La nouvelle a été confirmée par sa mère, Dilcell Rodríguez, sur les réseaux sociaux ; et sa sœur Kathleen Montenegro l'a également fait savoir à CiberCuba.
Le retour de Kira chez elle met fin à plus d'une semaine d'angoisse pour sa famille et ses proches, ainsi qu'à une intense recherche principalement lancée sur les réseaux sociaux.
Jusqu'à présent, la famille n'a pas révélé les circonstances entourant la disparition de la jeune fille, mais elle a remercié pour l'inquiétude et le soutien afin de la localiser.
« Grâce à Dieu, ma fille est réapparue. Un grand merci à tous. C'est grâce à vous que je l'ai trouvée. Bénédictions à tous », a exprimé la mère sur Facebook.
L'affaire a été rendue publique le 22 décembre, lorsque la mère de Kira a révélé dans le groupe Facebook "Somos Mantilla" que sa fille était absente de la maison depuis une semaine et a demandé de l'aide à la population pour retrouver sa trace. La famille a porté plainte auprès de la police le 20, mais n'avait pas encore reçu d'informations.
Ce même jour, l'internaute Deymi D’Atri a proposé d'activer l'Alerta Yeniset, qui a été créée par des observatoires de genre indépendants pour les cas de disparition de femmes et d'enfants à Cuba. D’Atri a diffusé sur son profil Facebook des informations sur la jeune fille, afin d'aider à la retrouver.
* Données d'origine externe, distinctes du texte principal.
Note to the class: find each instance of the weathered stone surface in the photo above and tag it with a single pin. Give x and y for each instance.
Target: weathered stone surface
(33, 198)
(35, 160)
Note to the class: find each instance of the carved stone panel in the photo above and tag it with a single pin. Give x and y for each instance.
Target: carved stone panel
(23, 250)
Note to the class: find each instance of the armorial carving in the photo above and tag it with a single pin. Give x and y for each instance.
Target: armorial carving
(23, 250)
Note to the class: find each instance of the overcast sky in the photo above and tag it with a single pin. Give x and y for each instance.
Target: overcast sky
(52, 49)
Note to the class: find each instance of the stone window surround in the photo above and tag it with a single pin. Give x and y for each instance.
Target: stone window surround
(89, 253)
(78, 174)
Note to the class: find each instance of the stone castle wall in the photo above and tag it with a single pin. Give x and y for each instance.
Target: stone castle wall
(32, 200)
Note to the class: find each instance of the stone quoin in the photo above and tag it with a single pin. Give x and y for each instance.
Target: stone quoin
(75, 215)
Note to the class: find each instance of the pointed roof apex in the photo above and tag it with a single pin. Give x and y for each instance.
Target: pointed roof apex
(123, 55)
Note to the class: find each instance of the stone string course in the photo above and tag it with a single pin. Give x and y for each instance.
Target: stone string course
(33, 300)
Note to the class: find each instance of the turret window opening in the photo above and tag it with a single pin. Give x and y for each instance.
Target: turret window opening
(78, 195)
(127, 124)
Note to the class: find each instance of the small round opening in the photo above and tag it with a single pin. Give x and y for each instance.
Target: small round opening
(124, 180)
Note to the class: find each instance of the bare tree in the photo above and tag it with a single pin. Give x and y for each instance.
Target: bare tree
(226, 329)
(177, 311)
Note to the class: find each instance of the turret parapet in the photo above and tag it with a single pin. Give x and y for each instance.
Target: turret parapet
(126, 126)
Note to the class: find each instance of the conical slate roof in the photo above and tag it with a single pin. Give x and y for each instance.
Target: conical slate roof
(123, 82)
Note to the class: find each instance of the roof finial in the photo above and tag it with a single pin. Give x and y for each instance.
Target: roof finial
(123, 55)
Le dernier signal de Kira a été enregistré le 15 décembre, lorsqu'elle a été vue par un voisin au Parc de la Fraternité.
Kira étudie la carrière d'Ingénierie Industrielle et réside à Mantilla, dans la municipalité d'Arroyo Naranjo.
Sa disparition a suscité beaucoup de visibilité sur les réseaux sociaux, à partir des alertes publiées par ses proches et la diffusion par des citoyens, des activistes, ainsi que des organisations et des médias indépendants, qui s'activent dans des cas comme celui-ci en raison de l'absence de canaux officiels dans le pays pour mener la recherche d'une personne disparue.
L'Observatoire de Genre du magazine Alas Tensas (OGAT) a réitéré ce mercredi que “dans le contexte cubain, il n'existe pas d'alertes citoyennes officielles, il n'y a pas de protocoles publics de recherche, ni de registres accessibles pour activer une localisation rapide”, c'est pourquoi “les familles se retrouvent souvent avec un outil immédiat : les réseaux sociaux”.
« Publier, partager et maintenir la pression publique finit par fonctionner comme le principal mécanisme d'alerte et de mobilisation communautaire lorsque quelqu'un disparaît », a averti OGAT.